Strain and defect-engineering on the basal plane of ultra-large MoS2 monolayers attached onto stretchable gold electrodes

Abstract

Strain and defect-engineering methods have been widely used to tune a variety of properties of monolayer MoS₂ towards optical, electronic, mechanical, and electrochemical applications. For electrochemical applications in the field of energy, i.e. hydrogen evolution reaction (HER), defects act as catalytic sites to promote this reaction. Thus, the creation of routes that convert the relatively inert MoS₂ basal plane into an HER-active system plays an essential role in this field. In this work, we report an innovative method that can generate both strain and edge-like defects on ultra-large MoS₂ monolayers anchored onto stretchable gold electrodes.
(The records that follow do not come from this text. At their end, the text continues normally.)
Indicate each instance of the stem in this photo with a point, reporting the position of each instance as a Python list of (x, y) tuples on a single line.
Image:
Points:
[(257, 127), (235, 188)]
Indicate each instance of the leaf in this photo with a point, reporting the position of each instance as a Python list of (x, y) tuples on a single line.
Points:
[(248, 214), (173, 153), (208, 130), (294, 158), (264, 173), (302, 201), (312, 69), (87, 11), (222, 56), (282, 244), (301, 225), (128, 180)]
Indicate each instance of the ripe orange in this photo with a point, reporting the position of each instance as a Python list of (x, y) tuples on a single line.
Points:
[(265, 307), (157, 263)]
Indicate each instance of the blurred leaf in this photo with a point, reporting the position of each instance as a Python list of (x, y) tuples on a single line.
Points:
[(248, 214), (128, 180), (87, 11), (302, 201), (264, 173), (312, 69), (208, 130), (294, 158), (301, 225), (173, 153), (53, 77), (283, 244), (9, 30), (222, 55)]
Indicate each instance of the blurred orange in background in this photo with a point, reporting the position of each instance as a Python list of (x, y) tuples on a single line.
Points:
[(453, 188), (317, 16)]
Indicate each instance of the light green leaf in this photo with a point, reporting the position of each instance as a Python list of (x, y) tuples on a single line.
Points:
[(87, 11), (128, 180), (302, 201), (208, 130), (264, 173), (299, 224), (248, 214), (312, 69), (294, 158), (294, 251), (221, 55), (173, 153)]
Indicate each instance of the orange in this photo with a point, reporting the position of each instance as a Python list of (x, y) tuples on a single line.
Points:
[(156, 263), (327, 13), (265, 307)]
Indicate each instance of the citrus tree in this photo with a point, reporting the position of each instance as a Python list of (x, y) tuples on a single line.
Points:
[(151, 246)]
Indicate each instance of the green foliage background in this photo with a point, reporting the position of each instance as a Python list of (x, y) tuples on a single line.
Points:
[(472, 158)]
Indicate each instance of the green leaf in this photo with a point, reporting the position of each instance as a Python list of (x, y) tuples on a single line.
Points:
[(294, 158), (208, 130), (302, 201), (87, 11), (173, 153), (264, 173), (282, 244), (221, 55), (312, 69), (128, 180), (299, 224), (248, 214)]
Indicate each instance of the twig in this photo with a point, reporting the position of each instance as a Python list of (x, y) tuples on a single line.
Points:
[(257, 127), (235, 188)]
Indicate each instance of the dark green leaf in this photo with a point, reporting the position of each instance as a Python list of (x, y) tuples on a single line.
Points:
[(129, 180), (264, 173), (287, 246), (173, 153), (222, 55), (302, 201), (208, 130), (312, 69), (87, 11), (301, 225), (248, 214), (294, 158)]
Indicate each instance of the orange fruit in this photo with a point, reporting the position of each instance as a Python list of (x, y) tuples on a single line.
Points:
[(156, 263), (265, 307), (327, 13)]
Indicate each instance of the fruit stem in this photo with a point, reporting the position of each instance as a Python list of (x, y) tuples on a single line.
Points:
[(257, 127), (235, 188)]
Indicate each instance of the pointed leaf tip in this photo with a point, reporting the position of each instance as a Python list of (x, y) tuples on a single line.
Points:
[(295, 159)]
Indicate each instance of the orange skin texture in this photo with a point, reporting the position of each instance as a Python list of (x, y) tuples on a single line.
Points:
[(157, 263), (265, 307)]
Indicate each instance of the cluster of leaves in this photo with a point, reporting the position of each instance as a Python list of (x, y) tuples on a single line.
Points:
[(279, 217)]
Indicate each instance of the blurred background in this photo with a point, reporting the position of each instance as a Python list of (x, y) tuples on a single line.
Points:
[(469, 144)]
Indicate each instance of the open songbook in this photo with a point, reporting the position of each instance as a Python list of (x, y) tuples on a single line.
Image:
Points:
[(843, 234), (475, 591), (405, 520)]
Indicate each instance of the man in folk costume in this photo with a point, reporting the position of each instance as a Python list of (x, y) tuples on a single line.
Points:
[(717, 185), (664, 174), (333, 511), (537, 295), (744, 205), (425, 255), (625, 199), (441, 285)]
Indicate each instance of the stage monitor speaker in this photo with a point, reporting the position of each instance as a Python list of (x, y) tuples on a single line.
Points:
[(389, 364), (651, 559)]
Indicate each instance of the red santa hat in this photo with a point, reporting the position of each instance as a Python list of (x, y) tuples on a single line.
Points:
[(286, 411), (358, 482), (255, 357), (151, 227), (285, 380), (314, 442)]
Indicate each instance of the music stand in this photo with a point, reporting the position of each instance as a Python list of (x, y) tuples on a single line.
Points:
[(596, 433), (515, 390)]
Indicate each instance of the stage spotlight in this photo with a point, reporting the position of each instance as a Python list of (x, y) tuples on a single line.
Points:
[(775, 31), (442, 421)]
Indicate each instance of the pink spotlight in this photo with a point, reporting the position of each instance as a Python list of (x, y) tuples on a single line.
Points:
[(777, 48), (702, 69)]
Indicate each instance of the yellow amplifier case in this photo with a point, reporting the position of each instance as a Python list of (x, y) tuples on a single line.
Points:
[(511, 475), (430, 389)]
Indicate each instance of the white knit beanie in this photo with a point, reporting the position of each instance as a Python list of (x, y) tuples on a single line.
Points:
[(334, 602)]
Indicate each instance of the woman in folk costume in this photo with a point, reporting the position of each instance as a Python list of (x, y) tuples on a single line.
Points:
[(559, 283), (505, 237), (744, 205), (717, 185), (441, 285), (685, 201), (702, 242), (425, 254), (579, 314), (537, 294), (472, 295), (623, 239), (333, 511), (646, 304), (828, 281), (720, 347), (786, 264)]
By simply stretching the electrodes, tensile strain, and oriented crack formation were achieved on the basal plane. Raman, photoluminescence, and atomic force microscopy experiments confirmed the presence of strain. Simulation of the stretching process reveals the regions that are more prone to crack, which was experimentally confirmed by scanning electron microscopy and laser scanning confocal microscopy measurements. Density functional theory studies confirm that curvature effects alone do not improve significantly the HER activity, thus emphasizing the need to produce cracks in the MoS₂ monolayers to improve the catalytic activity. Finally, the stretch-induced cracks can reduce the overpotential measured at 10 mA cm⁻² to 352 mV. The electrocatalytic activity is superior when compared to pristine MoS₂ and presents remarkable stability up to 500 cycles.